En la Región de Los Lagos, el pueblo de Chonchi se presenta como uno de los lugares turísticos en Chile más representativos de la cultura chilota.
Conocido como la “Ciudad de los Tres Pisos” por su particular geografía urbana, Chonchi combina patrimonio arquitectónico, mercados locales y una gastronomía tradicional que refleja la esencia de la isla de Chiloé.

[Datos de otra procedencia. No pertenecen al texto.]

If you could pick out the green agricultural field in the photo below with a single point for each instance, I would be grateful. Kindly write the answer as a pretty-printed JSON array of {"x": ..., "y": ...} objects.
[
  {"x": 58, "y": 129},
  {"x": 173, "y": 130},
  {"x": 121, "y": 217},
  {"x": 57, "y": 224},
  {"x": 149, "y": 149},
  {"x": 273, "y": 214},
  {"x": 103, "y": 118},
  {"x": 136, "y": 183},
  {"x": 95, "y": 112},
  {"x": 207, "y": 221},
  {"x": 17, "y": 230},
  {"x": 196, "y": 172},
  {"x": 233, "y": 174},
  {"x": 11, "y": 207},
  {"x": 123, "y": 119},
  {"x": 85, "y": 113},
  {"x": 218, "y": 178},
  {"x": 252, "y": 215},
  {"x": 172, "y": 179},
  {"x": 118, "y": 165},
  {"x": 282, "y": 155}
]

Curanto: el plato emblemático de Chonchi
El curanto en hoyo, preparado con mariscos, carnes, papas y milcaos, es el símbolo gastronómico de Chonchi. Este plato ancestral, cocinado bajo tierra con piedras calientes, representa la comunidad y tradición chilota. Degustar un curanto en Chonchi es vivir una experiencia cultural única dentro de los lugares turísticos en Chile.
Papas nativas y productos locales
La diversidad de papas nativas de Chiloé, con más de 200 variedades, es otro de los tesoros gastronómicos de la zona.
En los mercados locales de Chonchi, los visitantes encuentran además quesos artesanales, pescados frescos y productos agrícolas, que refuerzan la identidad culinaria del pueblo. Estos sabores convierten a Chonchi en un referente del turismo gastronómico en el sur de Chile.

Mercados y vida comunitaria
El mercado municipal de Chonchi es un espacio donde se mezclan gastronomía y cultura. Allí se ofrecen productos frescos, artesanías y preparaciones típicas, en un ambiente que refleja la vida comunitaria chilota. Este entorno convierte al pueblo en un destino que une tradición y turismo.
Entorno patrimonial y natural en este lugar turístico en Chile
Además de su cocina, Chonchi destaca por su iglesia de San Carlos de Borromeo, parte de las iglesias de Chiloé declaradas Patrimonio de la Humanidad por la Unesco.
El paisaje de bosques, fiordos y mar acompaña cada experiencia, reforzando la identidad cultural del pueblo como uno de los lugares turísticos en Chile más auténticos.
Chonchi demuestra que los lugares turísticos en Chile pueden definirse desde la gastronomía chilota y la tradición cultural. El curanto en hoyo, las papas nativas y los mercados locales convierten a este pueblo en un imperdible del archipiélago de Chiloé.